秋吉久美子さん×下重暁子さん 語り合う「歳を取る」と「今を生きる」 大変な時代を生きる若い人たちに伝えたいこと
今年、古希(70歳)を迎えた女優・秋吉久美子さんと、米寿(88歳)の作家・下重暁子さんが、母娘の関係を紐解きながら対談した『母を葬(おく)る』。 【写真】「老いを見つめられるような強さを持ちたい」という秋吉久美子さん 母の人生を振り返り、母と共に生きた時代を語り、母親の年齢に差し掛かった今だからこそわかったこと、これからを生きる人たちに贈りたい言葉とはーー。 時代を超え、新しい「女性の生き方」を切り開いてきたお二人が、年齢を重ねて見えてきたものを、あらためて語り合います。

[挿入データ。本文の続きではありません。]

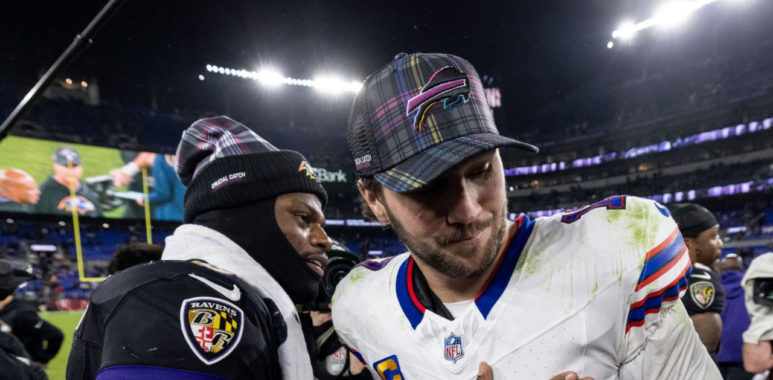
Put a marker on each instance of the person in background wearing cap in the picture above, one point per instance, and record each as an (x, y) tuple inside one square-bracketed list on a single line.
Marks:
[(705, 297), (735, 319), (594, 291), (15, 362), (18, 191), (55, 192), (221, 301), (758, 288)]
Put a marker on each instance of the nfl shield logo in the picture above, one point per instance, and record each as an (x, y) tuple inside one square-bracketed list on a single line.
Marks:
[(212, 327), (453, 348)]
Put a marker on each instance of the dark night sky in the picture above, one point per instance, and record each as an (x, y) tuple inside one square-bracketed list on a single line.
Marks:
[(538, 51)]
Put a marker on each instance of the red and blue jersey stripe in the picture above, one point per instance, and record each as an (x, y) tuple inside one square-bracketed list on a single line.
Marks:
[(492, 290), (661, 263)]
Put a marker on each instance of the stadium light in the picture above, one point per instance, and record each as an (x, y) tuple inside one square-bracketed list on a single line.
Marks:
[(625, 31), (668, 15), (272, 78)]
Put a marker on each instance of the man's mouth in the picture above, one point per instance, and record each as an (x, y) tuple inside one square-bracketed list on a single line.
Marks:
[(317, 263)]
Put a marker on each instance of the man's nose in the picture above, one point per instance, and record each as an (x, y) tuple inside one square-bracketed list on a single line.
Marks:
[(465, 206)]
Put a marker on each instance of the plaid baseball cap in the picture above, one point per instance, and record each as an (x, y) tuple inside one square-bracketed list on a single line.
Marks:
[(417, 117), (225, 164), (65, 155)]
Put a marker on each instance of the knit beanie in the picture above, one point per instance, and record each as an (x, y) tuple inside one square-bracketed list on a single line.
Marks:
[(225, 164), (692, 218)]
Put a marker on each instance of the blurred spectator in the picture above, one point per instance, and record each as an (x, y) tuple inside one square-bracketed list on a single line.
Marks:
[(705, 296), (735, 320), (758, 285), (15, 362)]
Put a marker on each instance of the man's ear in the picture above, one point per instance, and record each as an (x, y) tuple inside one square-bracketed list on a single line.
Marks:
[(374, 202)]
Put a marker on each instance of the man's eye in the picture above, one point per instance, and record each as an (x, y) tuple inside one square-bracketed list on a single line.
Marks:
[(303, 217), (481, 170)]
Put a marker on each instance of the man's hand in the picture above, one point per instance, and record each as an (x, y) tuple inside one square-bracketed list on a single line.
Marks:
[(569, 375), (484, 373)]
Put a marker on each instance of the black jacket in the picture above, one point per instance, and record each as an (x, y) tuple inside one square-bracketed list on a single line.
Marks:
[(175, 319), (41, 339), (15, 363)]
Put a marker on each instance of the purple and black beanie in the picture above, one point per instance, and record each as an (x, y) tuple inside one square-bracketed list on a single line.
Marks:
[(225, 164)]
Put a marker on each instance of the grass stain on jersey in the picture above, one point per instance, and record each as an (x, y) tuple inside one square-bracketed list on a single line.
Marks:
[(355, 277)]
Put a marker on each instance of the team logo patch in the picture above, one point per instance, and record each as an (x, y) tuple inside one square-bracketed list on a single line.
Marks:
[(702, 293), (211, 326), (388, 368), (453, 348), (309, 170), (447, 86), (77, 203)]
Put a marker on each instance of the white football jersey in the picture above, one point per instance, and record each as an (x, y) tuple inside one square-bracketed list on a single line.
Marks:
[(595, 291)]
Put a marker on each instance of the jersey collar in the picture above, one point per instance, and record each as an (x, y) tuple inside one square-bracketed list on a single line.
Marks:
[(492, 290)]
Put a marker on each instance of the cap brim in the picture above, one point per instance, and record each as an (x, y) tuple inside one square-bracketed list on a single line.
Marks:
[(424, 167)]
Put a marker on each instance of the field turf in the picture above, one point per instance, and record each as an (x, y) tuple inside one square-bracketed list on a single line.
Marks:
[(65, 321)]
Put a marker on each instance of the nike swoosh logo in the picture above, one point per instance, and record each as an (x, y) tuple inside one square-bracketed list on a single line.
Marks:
[(702, 276), (232, 294)]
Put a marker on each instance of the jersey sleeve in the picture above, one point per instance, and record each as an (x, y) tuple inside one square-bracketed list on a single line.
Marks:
[(660, 341)]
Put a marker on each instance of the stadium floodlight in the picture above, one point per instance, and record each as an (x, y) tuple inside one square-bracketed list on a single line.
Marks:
[(270, 77), (625, 31), (668, 15)]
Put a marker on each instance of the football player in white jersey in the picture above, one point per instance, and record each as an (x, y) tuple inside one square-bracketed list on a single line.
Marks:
[(595, 291)]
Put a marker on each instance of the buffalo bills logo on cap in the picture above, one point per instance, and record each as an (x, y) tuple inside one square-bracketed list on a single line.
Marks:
[(453, 348), (448, 86), (211, 326)]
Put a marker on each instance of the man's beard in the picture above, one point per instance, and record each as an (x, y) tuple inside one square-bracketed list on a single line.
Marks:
[(446, 263)]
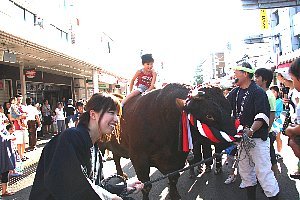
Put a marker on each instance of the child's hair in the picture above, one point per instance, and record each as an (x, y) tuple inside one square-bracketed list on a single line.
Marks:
[(28, 101), (275, 88), (78, 103), (147, 58), (295, 68), (9, 126), (100, 102), (266, 74)]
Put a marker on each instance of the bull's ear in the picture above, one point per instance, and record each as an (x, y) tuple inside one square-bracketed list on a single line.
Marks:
[(180, 103)]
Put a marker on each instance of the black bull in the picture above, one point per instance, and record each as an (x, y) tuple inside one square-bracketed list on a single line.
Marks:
[(150, 128)]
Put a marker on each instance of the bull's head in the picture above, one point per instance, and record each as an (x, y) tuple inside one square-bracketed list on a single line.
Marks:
[(210, 107)]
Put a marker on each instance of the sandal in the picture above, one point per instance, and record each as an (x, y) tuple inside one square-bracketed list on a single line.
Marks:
[(6, 194), (296, 175)]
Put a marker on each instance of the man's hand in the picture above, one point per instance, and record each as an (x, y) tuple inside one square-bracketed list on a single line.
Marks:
[(248, 131), (294, 146), (137, 185)]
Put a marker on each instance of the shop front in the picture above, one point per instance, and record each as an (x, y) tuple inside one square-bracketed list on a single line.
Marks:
[(39, 85)]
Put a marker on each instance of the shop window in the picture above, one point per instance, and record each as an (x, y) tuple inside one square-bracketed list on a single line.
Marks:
[(297, 9), (29, 17), (275, 18), (296, 43)]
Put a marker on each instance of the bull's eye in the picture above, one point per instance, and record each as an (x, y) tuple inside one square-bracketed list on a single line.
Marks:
[(209, 117)]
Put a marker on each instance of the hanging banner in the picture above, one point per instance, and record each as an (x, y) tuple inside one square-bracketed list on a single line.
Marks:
[(30, 73), (264, 19)]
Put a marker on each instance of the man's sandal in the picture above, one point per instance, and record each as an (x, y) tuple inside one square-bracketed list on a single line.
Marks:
[(6, 194)]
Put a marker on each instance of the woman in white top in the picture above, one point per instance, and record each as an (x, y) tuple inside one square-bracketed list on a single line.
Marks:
[(60, 118)]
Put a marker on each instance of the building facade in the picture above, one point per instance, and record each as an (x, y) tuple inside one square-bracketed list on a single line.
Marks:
[(41, 55)]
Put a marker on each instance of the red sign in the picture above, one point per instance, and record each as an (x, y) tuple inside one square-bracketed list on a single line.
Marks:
[(30, 73)]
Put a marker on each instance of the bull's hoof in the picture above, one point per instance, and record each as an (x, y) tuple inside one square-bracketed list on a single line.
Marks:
[(218, 170), (192, 174), (125, 176), (175, 196), (145, 197), (199, 169)]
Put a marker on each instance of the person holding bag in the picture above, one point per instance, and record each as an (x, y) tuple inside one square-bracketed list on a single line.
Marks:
[(70, 166)]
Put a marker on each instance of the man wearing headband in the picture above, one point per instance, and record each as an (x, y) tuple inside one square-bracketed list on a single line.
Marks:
[(252, 110)]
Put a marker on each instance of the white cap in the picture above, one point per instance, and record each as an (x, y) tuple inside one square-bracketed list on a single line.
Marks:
[(284, 72)]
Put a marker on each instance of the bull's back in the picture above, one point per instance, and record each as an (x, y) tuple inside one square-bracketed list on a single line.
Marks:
[(151, 126)]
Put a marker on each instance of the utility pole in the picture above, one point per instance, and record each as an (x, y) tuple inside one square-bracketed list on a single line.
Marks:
[(213, 64)]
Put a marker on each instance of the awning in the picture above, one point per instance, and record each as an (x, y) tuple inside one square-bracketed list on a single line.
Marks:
[(284, 65)]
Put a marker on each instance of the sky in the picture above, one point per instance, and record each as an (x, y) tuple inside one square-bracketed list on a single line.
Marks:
[(178, 33)]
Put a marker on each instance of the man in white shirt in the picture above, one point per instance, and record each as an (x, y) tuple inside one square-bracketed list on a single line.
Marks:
[(32, 121)]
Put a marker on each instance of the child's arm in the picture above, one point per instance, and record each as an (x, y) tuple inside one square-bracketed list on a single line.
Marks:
[(292, 131), (133, 79), (152, 82)]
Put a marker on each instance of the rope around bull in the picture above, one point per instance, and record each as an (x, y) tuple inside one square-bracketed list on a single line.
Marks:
[(246, 143)]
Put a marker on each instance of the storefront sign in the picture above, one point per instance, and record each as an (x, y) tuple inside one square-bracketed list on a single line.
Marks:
[(103, 86), (264, 19), (1, 85), (30, 73)]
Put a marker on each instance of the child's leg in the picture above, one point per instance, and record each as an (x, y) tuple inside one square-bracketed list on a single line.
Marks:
[(132, 94), (279, 142), (19, 147)]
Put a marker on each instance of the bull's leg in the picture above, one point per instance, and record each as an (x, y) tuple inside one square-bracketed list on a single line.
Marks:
[(142, 169), (174, 195), (118, 166)]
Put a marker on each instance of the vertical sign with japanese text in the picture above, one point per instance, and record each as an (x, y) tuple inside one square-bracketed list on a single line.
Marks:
[(264, 19)]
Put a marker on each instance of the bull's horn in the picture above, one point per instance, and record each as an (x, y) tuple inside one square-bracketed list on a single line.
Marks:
[(180, 103), (201, 93)]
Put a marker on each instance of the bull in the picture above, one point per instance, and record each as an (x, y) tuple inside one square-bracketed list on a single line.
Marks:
[(150, 127)]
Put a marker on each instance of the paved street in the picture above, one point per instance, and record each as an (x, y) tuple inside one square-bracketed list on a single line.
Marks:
[(204, 186)]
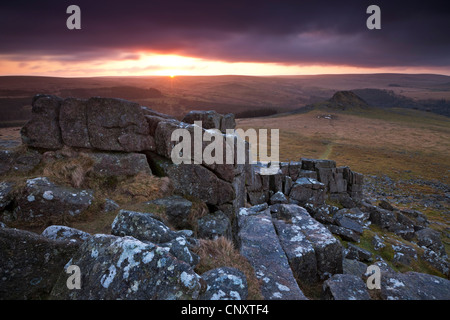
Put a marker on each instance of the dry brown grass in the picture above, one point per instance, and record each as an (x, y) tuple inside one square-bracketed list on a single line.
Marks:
[(71, 170), (221, 253)]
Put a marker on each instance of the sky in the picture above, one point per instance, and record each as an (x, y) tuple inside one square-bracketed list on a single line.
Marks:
[(216, 37)]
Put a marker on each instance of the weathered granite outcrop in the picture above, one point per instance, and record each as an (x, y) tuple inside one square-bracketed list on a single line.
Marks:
[(125, 268), (30, 263), (259, 243), (41, 199)]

前後編でお届けしています。本記事は後編です。前編も合わせてお読みください。 【前編】数十年経った今もなお「母を葬る」ことができない ■「30代や40代なんて、つぼみの段階よ」 秋吉 「今さら何を言ってるんだ」なんて思われてしまうかもしれませんが、70歳になって初めて“年齢の実感”が訪れたんですよね。母が亡くなったのは72歳のとき。今の私より2つ上なだけなんです。結構、自分の人生の中ではダイナミズムを感じるというか、未知の領域に入ったなって。
下重 秋吉さんより二回りほど長く生きていますが、私も年齢ってあまり考えたことがない。物理的に、今88歳っていうだけです。一生懸命生きているうちに、気づいたらこの年齢になっていた。 秋吉 日本の場合、「そろそろ結婚適齢期だね」「もう三十路だね」と年齢で区切られることがいまだに多い。やっぱり年齢文化みたいなところがありますよね。 下重 日本だけじゃないかしら、新聞や雑誌で人名が出てくるたび、カッコ内に年齢を書いてあるのは。こちらから「書かないでほしい」って言うとやめてくれるんだけど、やめてくれって言うとなんだか年齢を気にしているみたいに思われそうで。それも癪じゃない?
秋吉 芸能人の場合は、一種の物差しとして年齢と外見を見比べられている気がしますね。「この人、こんな歳だけど若いわねえ、それなら私も」とちょっと勇気をもらえたり、「若いと思ったら、いい歳ね。自分とそう変わらないわ」って身近に感じられたり。カッコづけの年齢は一種のスパイスなのかも。 下重 人間は60歳でひと巡り、還暦っていうでしょ。心機一転、私はそこから年齢を勘定しなおせばいいと思っているの。そうすると、私はまだ28歳。だから、これからやることはいっぱいあって、どうやって生きるかを考えるのに一生懸命。